February 5th 2018 started as a regular old Monday. The Eagles just won the Super Bowl and I was very happy. Then the stock market opened…
Before you knew it, the Dow Jones dropped 1,600 points. It caught everyone off guard. By 4pm, we experienced the worst single declining day of the Dow Jones ever. It dropped a whopping 1,175 points!
As the dust settles, there are lessons to be learned from this event. As my mother-in-law loves to say: “it would be a shame.” Well, it would be a shame if we didn’t let this experience better position us for the future.
Lesson 1: Diversification works.
This is exactly why we preach Diversification all the time! (Heck, it’s even the name of our company.) In a day where the Dow dropped -4.12%, the EAFE (international) index was down only -2.78% and the Barclays US bond index was actually up .29%.
We tend to see this often. When one area is down, money flows to another. When this shift happens, the asset class where the money is flowing naturally increases in value. The moral here? Stay diversified.

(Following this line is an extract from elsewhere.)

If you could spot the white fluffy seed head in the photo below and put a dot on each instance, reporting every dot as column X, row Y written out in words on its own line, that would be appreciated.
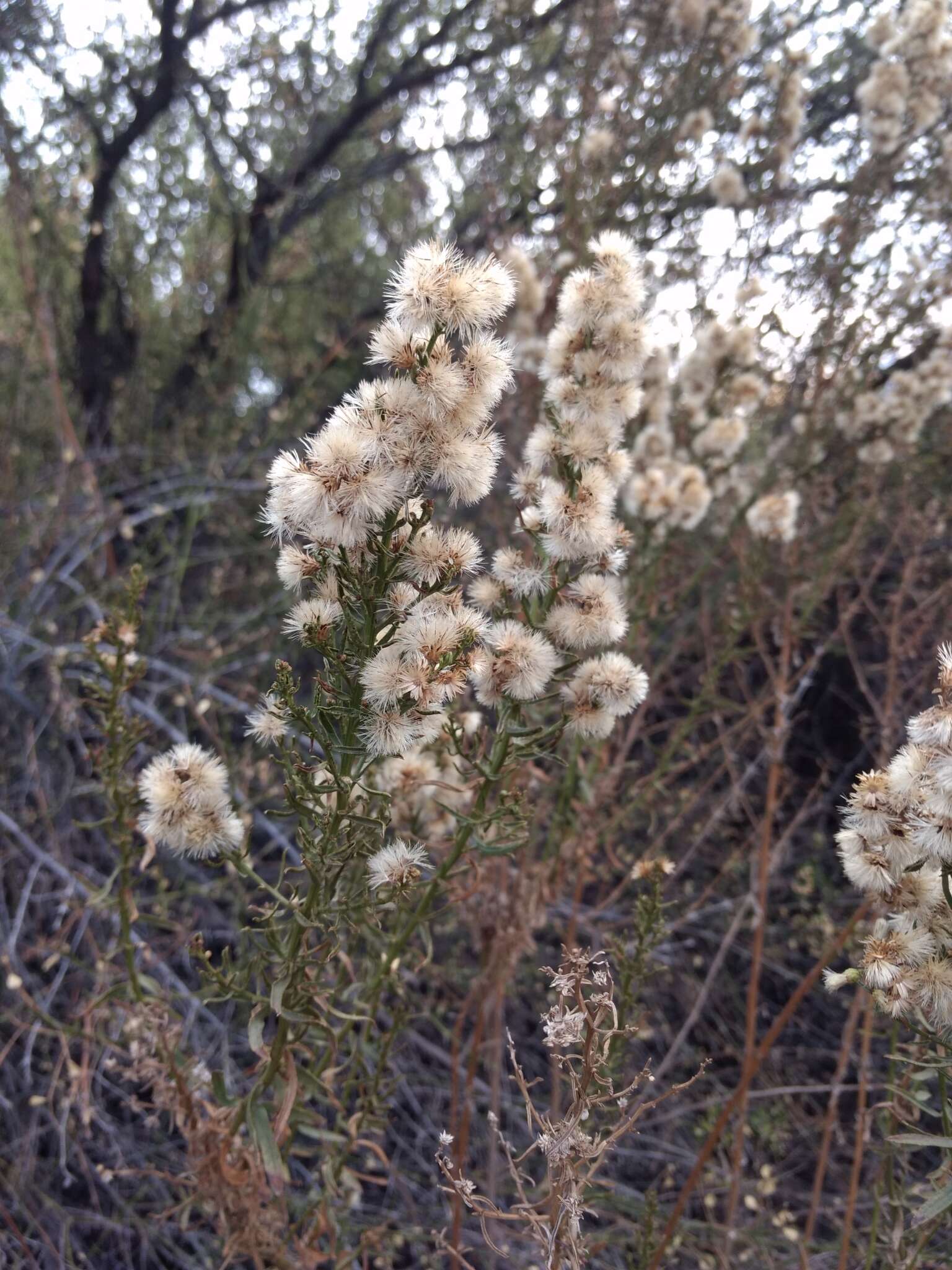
column 397, row 865
column 521, row 665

It may not be the sexiest thing when markets are running wild. But in times of turmoil, those that remain dedicated to diversification will always have a smart place to take money when needed.
Lesson 2: Remain calm.
As financial coaches, this is a huge value we provide. Now, we know why. Acting out of fear (or greed) is a recipe for disaster. As a matter of fact, the only people who lost on Monday the 5th are the ones who sold. They locked in that loss.
These people likely acted on emotion, rather than trust their strategies. It’s important for us to recognize that over the past 21 years, six of the best 10 days came within two weeks of the worst days. In fact, look no further than the day after the recent 1,100 point decline. The next day, the Dow Jones index rose 567 points; it’s best day since 2016.
Lesson 3: This is normal.
This was a horrible day for equity investors, true. However, intra-year market declines are normal. The S&P 500 averages -13.8% decline intra-year despite the S&P ending the year positive 29 out of the past 38 years. Despite that normal occurrence, the S&P’s calendar-year returns have been positive 29 years out of the past 38.
Lesson 4: Review your risk tolerance.
If it’s been a few years since you had real dialogue on this topic, now is a good time. It’s important to make sure you’re aligned with you upside and downside potentials. Once you are, it should create a better sense of calm during volatile times. It’s easy during a nine year bull market to want to justify out of your comfort zone, but just make sure you recognize the consequences.
Lesson 5: Timing the market is a fool’s game.
The stock market can’t be timed. Period! Anyone who suggests it can, is wrong (or a self-made billionaire). You guess right once, great. But you’ll have to guess right a second time, which is virtually impossible. It would have to look like this: someone in October 2007 decided the market has too much run up and got out. Then, they needed the moxie to reinvest in March 2009 when the state of our economy was horrific. Show me that fortune teller and the next drink is on me!
Lesson 6: Investing is a long game.
Intelligent investing doesn’t focus on the short game. Recognize you bat for averages, not homeruns, when it comes to investing. Find a financial partner you trust. Get your risk tolerance in order and plan long term. Then, you can relax and let the next 10 years go by. Your investments will do what they are meant to do.
Lessons Over: Time for a drink!
So, now what? First, I’d suggest pouring a nice tall cocktail (Jack and Coke for me) to calm your nerves. Next, remember that the 24-hour news agencies thrive off emotions. I suggest tuning them out. Turn to the people (or institutions) you trust. When someone says, “this time is different”, you now have the tools (these lessons) to tell them, “No, it’s not”.